“Nothing, Cadwolloper—except what is left of the old boy they tucked under that ledge. There ain’t even a perfume any more. We can go by that way and see if they’ve been there.”

With that wordless understanding common among men who have lived long together, they left the trail and ambled slowly across the prairie in the direction of the Rogers Ranch. And they had not traveled more than half a mile when Miguel, looking back very cautiously, smiled.

“Don’t look,” he said, and then added melodramatically: “We are followed! Hist! The pursuers are in sight. Courage, men!”

Pink risked a glance over his shoulder, and glimpsed two bobbing hat crowns just over the brow of Flying U Coulee.

“Now, wouldn’t that jar yuh?” he exclaimed, just as disgustedly as if he had not all along suspected that very thing to happen.

The moving specks stopped, remained stationary for a minute or two, and then went bobbing back again. The four laughed, pressed spurred heels against their horses, and galloped over the ridge and into the lower end of Antelope Coulee. At the bottom they swung sharply to the right, instead of to the left, rode as hurriedly as the uneven ground would permit for a mile or more; crossed the trail to Dry Lake, and kept on up the coulee to its very head.
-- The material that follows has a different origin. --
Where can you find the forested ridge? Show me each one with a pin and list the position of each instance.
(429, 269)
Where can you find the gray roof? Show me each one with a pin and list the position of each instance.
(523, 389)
At one point their quick eyes saw where several horsemen had ridden down into the coulee, dismounted, and climbed through shale rock to the lone Indian grave under a low shelf of sandstone, left there betraying imprints of high-heeled boots, returned again to where their horses had waited, and ridden on. They also rode on, toward One Man Coulee. Before them always lay the trail of shod hoofs, where the soil was not too hard to receive an imprint.

Patsy was standing in the door of the mess house beating his fat knuckles upon a tin pan for the supper call, when Andy Green and Miguel rode leisurely down the grade. The boys were straggling toward the sound, and there was the usual bustle around the washbasins and roller towels, and in the quiet air hung the enticing odor of Patsy’s delectable chicken potpie. The two hurried to the stable, unsaddled with the haste of hungry men, and reached the mess house just as the clatter of feet had subsided and the potpie was making its first round.

Cal looked up from a generous helping. “Hello, where’s the rest of the bunch?” he queried.

“Oh, the girls have got them roped and tied,” Andy responded carelessly. “Mig and I got cold feet, and broke back on them.”